Brazil’s Supreme Court recently ordered a block on Elon Musk’s X social network after it failed to respect judicial orders regarding “fake news”.
Sánchez’s leftist government unveiled last week a plan for fighting fake news over the remaining three years of his term.
It includes the creation of a public registry listing newspapers, their owners and their advertising revenues, as well as measures to increase the right to privacy and the correction of inaccurate information.
Sánchez announced earlier this year that he would take steps to fight a “filth factory” spreading “disinformation and defamation”.
The move came after a court opened an inquiry into his wife, Begona Gomez, over allegations of corruption and influence-peddling filed by a group with links to the far right.
The group has said its claims against Gomez were based on media reports.
Franco comparison
Raúl Magallón, a communications professor at Madrid’s Carlos III University, said the government’s measures were “a step in the right direction” but “won’t solve all the problems”.

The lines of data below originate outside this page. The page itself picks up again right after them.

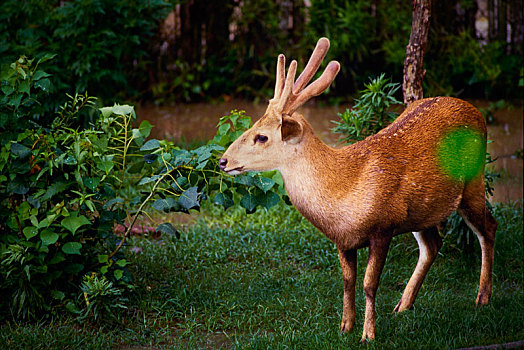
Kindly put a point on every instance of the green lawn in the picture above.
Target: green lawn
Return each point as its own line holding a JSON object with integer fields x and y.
{"x": 271, "y": 281}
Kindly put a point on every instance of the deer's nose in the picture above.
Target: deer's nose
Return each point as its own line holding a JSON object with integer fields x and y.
{"x": 222, "y": 163}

“Insofar as they can help increase public confidence in the media, I think that is positive,” he told AFP.
But the head of the main conservative opposition Popular Party (PP), Alberto Núñez Feijóo, called the plan “an offensive against judges, journalists and the media, a plan for censorship”.
“We haven’t seen anything like this since Franco,” he said in parliament, referring to Francisco Franco, the dictator who ruled Spain until his death in 1975.
Magallón said the legacy of the Franco dictatorship, which tightly controlled the media, made any sort of press regulations a sensitive issue in Spain.
Most of the measures proposed by Sánchez’s government would bring Spain in line with the European Media Freedom Act, approved by the European Parliament in March with the backing of the PP’s four European lawmakers.
“This is yet another contradiction by the Popular Party,” Paloma Roman, a political scientist at Madrid’s Complutense University, told AFP.
“I think the PP will continue because its objective is to continue its frontal opposition” to the government, she said.
‘International leadership role’
While many of the government’s proposals would transpose binding EU regulations, some will require the approval of new laws.
That poses a challenge for Sánchez’s government, which lacks a majority in Spain’s deeply fragmented parliament.
“It will take time to materialise, if that is even possible,” Roman said.
Cristina Monge, a political scientist, said the government’s proposals were more complicated than had been expected.
“We all thought at the time that this plan would be something simple, but we have seen that this is not the case, so I don’t know exactly how all this is going to come about,” she told AFP.
But Monge said that even if Sánchez fails to win majority support for his plan, the Socialist premier could see this as an opportunity to enhance his international stature.
“I think that Pedro Sánchez will want to play an international leadership role on the issue of disinformation, and this meeting with Lula is an example of this,” she said.